'42' Reviews: Does Jackie Robinson Movie Score?
"42," the new story of how Jackie Robinson broke baseball's color line, is connecting with critics.
The film, which stars Harrison Ford as executive Branch Rickey and newcomer Chadwick Boseman as the man himself, debuts Friday, and has earned strong notices. "42" received a solid 73 percent fresh rating from critics aggregator Rotten Tomatoes, with many reviewers singling out Boseman for particular praise.
In TheWrap, Alonso Duralde faulted the film for "soft-peddling" the uglier side of America's post-World War II racism, but said overall the film is an inspiring portrait of one of the sport's seminal moments.
"'42' is a fairly slick confection, but it wisely avoids hagiography, mostly sticking to the facts in telling a compelling story about a truly extraordinary man," Duralde writes. "It's by no means the final word on the subject of Jackie Robinson (or baseball, or race relations), but it's a dazzling celebration of genuine daring."
For Owen Gleiberman of Entertainment Weekly, "42" is an old-fashioned story, but one that doesn't suffer from sticking with a traditional approach to storytelling. He was quite taken with Ford's work, noting that it was a departure for the action-movie icon.
"As Rickey, a stogie-chomping grump with a heart of gold, Harrison Ford seems to have reinvented himself as an actor," he writes. "He gives an ingeniously stylized cartoon performance, his eyes atwinkle, his mouth a rubbery grin, his voice all wily Southern music, though with that growl of Fordian anger just beneath it."
A.O. Scott, writing in the New York Times, faulted the film for ironing out some of the pricklier historical details in the service of making Robinson's story more accessible. Yet he did note that the film remains an entertaining and vital lesson for fans of the sport who may be unfamiliar with Robinson's heroism.
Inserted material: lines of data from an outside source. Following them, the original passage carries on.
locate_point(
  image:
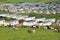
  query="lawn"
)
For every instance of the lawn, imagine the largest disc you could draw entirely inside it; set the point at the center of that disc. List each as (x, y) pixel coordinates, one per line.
(56, 16)
(22, 34)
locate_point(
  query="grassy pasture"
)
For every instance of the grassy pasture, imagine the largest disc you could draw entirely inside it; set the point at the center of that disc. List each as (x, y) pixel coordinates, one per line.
(22, 34)
(17, 1)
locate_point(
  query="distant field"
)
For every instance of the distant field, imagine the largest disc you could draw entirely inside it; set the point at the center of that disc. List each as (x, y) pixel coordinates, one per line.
(17, 1)
(22, 34)
(56, 16)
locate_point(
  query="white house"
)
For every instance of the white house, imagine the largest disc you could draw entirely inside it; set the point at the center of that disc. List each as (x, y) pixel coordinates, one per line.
(40, 19)
(51, 20)
(58, 22)
(29, 18)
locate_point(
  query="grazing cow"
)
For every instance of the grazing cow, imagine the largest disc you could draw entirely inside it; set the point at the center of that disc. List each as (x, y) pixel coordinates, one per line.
(57, 30)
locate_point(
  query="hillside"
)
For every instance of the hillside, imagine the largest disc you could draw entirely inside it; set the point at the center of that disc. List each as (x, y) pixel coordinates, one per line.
(18, 1)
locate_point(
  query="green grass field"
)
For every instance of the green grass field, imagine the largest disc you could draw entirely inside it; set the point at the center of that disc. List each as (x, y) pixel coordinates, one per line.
(22, 34)
(17, 1)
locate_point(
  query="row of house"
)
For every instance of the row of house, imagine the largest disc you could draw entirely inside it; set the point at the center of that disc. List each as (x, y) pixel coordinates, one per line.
(32, 7)
(28, 21)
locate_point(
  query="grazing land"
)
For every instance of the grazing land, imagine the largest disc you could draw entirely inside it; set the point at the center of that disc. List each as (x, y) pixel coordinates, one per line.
(18, 1)
(22, 34)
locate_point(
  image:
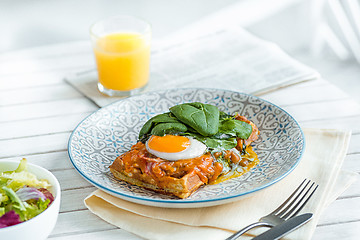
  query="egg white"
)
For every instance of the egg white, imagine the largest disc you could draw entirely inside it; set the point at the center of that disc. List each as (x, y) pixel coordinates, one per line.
(195, 149)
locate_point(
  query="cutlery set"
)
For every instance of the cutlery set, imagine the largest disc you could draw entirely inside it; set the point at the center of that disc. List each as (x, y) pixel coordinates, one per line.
(283, 220)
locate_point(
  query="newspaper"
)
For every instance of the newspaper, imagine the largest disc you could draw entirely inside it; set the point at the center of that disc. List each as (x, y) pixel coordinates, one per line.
(221, 57)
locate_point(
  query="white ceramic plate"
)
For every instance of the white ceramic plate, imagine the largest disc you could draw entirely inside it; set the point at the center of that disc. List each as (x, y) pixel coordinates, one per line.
(112, 130)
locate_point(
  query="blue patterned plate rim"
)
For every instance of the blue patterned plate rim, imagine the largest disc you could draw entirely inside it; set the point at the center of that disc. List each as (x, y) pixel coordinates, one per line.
(184, 201)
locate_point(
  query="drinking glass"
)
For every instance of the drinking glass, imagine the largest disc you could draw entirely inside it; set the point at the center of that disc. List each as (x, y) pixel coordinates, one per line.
(121, 46)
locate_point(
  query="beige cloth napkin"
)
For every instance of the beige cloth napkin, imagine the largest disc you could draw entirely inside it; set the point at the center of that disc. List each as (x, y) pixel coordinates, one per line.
(324, 155)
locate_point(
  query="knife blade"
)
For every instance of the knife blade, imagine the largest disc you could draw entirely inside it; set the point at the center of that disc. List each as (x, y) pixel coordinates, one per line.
(284, 228)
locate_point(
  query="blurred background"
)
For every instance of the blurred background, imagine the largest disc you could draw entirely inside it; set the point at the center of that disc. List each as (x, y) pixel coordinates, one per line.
(324, 34)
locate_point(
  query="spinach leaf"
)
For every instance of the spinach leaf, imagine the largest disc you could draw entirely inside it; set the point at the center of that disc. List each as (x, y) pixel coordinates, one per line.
(204, 118)
(164, 128)
(235, 128)
(214, 144)
(152, 122)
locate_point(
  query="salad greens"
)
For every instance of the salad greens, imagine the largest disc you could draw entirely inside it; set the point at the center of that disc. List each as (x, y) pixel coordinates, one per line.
(22, 195)
(216, 129)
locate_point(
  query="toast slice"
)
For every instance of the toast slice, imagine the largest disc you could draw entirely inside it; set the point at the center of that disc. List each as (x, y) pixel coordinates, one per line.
(178, 178)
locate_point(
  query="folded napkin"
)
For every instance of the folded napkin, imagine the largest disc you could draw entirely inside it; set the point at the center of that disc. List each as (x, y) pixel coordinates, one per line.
(322, 160)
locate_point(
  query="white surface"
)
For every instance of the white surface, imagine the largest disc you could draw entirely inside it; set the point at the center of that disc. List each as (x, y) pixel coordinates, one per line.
(39, 125)
(38, 110)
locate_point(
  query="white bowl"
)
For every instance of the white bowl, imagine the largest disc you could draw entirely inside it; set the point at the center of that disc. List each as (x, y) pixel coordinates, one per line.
(39, 227)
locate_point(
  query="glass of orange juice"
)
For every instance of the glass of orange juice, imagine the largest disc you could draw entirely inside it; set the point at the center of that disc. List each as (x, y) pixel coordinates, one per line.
(122, 52)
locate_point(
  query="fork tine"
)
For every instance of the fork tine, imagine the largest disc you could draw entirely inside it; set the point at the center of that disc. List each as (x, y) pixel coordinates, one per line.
(295, 202)
(291, 197)
(294, 205)
(304, 203)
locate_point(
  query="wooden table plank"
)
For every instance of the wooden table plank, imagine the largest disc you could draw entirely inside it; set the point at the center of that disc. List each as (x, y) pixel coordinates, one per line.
(45, 109)
(41, 126)
(38, 94)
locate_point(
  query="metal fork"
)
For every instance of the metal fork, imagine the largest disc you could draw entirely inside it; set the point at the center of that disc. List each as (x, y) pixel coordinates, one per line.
(286, 210)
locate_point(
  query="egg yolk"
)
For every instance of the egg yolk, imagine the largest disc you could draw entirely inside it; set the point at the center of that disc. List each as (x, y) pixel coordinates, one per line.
(168, 143)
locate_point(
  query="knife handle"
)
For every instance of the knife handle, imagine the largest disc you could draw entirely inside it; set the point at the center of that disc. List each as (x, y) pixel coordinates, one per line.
(247, 228)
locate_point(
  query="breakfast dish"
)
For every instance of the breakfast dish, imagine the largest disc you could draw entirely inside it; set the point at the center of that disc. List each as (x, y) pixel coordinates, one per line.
(112, 130)
(191, 145)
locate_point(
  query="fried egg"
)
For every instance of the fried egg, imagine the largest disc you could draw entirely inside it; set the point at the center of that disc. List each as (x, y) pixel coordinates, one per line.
(172, 148)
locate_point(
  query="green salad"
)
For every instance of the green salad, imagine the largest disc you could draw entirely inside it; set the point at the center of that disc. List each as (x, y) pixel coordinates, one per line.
(22, 195)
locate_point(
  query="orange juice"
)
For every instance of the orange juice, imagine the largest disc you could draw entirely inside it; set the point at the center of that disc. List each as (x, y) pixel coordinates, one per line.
(123, 60)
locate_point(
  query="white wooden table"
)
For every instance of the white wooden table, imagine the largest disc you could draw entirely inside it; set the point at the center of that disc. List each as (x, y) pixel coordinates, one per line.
(38, 111)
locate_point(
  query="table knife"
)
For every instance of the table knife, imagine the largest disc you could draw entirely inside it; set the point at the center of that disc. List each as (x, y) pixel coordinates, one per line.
(284, 228)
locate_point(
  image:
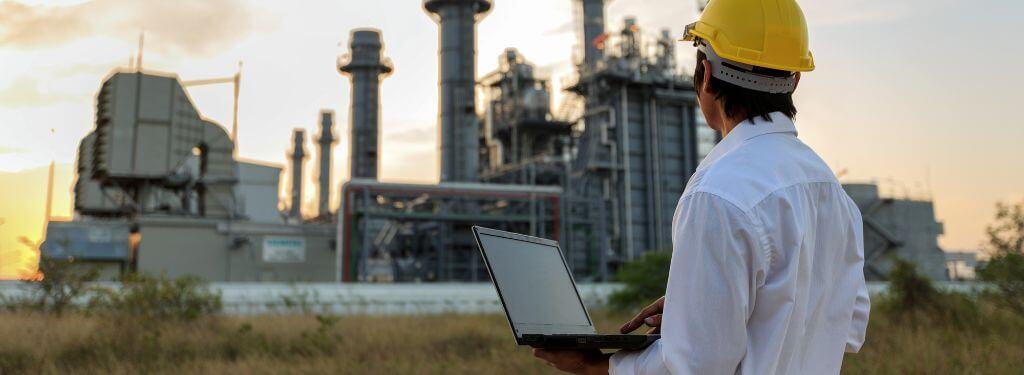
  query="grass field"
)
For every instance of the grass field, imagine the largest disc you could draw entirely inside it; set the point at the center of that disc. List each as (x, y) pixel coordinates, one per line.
(430, 344)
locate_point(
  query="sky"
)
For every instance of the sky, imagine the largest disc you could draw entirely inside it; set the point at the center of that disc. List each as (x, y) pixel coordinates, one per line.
(920, 95)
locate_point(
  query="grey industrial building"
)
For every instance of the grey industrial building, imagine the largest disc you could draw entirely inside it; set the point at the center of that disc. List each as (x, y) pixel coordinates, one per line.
(159, 189)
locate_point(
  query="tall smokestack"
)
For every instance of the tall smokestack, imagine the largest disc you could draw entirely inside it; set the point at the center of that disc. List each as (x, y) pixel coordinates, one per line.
(593, 27)
(326, 143)
(457, 56)
(298, 156)
(365, 66)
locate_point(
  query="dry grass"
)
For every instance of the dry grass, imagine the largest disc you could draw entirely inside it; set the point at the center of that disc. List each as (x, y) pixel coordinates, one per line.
(441, 344)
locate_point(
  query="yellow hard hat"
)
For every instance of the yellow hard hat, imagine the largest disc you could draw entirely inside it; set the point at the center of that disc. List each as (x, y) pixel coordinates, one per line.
(762, 33)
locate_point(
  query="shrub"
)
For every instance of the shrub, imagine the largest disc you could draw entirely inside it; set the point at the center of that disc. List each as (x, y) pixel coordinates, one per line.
(1006, 266)
(62, 283)
(645, 280)
(912, 295)
(158, 297)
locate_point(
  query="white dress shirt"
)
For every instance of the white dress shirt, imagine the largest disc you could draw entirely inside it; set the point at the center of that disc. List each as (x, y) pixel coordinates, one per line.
(767, 264)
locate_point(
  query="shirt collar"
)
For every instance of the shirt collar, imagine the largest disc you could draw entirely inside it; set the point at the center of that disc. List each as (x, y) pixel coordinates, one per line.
(749, 129)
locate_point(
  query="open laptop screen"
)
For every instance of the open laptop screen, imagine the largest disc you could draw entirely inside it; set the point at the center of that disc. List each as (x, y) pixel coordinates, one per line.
(535, 286)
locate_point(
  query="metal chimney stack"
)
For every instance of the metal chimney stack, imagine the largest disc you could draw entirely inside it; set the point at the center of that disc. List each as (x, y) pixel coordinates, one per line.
(593, 27)
(457, 87)
(326, 143)
(365, 66)
(298, 156)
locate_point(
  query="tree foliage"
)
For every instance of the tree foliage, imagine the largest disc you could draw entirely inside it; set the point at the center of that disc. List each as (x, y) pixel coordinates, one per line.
(1005, 268)
(645, 280)
(151, 297)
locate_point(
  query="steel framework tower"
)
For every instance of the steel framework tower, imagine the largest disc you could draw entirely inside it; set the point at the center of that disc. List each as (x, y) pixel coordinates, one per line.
(366, 67)
(457, 85)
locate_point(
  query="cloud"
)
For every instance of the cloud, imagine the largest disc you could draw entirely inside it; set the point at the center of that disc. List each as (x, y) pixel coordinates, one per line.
(25, 91)
(568, 27)
(183, 27)
(412, 135)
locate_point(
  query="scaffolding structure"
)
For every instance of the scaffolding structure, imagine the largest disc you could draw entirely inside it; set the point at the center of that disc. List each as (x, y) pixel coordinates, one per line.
(408, 232)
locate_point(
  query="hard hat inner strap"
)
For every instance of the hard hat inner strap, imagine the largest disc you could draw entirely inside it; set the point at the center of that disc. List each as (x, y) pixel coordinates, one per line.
(739, 74)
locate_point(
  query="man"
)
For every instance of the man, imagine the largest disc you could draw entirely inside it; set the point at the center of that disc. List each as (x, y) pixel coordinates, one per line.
(767, 264)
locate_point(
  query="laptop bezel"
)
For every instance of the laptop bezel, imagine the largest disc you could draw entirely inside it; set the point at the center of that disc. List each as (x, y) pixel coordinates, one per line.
(548, 329)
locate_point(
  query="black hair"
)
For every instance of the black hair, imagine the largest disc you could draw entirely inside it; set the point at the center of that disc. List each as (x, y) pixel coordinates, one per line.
(745, 102)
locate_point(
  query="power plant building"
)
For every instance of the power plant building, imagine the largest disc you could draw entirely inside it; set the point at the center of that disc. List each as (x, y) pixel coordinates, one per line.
(159, 188)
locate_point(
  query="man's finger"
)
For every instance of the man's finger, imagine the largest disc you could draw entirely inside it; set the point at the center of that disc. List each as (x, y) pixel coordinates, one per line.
(638, 321)
(653, 321)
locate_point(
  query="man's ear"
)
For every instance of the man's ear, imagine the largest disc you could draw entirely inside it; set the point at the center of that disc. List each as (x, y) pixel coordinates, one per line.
(706, 83)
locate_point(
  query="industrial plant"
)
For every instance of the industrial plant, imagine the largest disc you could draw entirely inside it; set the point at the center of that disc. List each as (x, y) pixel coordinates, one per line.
(160, 189)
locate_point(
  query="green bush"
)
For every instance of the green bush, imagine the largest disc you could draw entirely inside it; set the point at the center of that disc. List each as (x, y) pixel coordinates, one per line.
(150, 297)
(645, 280)
(62, 283)
(1006, 266)
(912, 296)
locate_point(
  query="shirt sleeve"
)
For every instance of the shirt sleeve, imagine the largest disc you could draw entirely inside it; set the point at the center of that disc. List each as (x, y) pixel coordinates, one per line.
(717, 262)
(862, 303)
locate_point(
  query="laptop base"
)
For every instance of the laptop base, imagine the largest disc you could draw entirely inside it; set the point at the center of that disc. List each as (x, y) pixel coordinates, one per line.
(587, 341)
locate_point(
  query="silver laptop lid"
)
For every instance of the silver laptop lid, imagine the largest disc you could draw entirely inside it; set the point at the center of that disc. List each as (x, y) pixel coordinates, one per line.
(534, 284)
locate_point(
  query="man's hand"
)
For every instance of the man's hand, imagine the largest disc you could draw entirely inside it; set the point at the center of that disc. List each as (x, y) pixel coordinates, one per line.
(577, 362)
(650, 316)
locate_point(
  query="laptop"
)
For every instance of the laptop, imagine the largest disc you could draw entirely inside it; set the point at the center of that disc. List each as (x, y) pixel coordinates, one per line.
(539, 295)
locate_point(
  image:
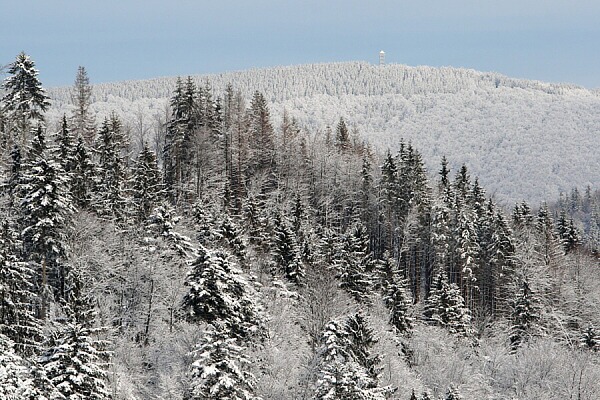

"In other hands — Spike Lee's, let's say, or even Clint Eastwood's — '42' might have taken a tougher, more contentious look at the breaking of Major League Baseball's color barrier," Scott writes. "But [Brian] Helgeland, whose previous directing credits include 'Payback' and 'A Knight's Tale' (and who wrote 'Blood Work' and 'Mystic River,' speaking of Clint Eastwood), has honorably sacrificed the chance to make a great movie in the interest of making one that is accessible and inspiring."
Rex Reed of the New York Observer groused that the film was overly slick, but still found much to admire beneath the polished veneer.
"It's a good enough biopic to make you wish it were a better motion picture," Reed writes.
Dana Stevens was not a fan of the sanitized heroics on display in the film. In her review in Slate, she griped that films like "The Help" and "42" continue a troubling trend of having white filmmakers depict painful moments in black history.
"I don't mean to impugn the motives behind those who make films like '42': There's no problem, in principle, with a white filmmaker making a movie about a black cultural hero, or vice versa," Stevens writes. "But if we're going to have a conversation about race in America, I'd rather it revolve around the awkward, even offensive Brad Paisley/LL Cool J collaboration 'Accidental Racist' than around the sanitized pieties of a movie like 42, which tiptoes so reverently around its subject it leaves no room for accidents at all."
Like Stevens, Variety's Scott Foundas lamented that "42" comes gift-wrapped in hagiography, with nary a trace of Robinson's private demons or tortured relationship with his barrier-breaking legacy.
"A movie about Robinson isn't obliged to be dark or edgy, but for all of '42''s' self-conscious monument building, the cumulative effect is to render its subject markedly smaller and more ordinary than he actually was.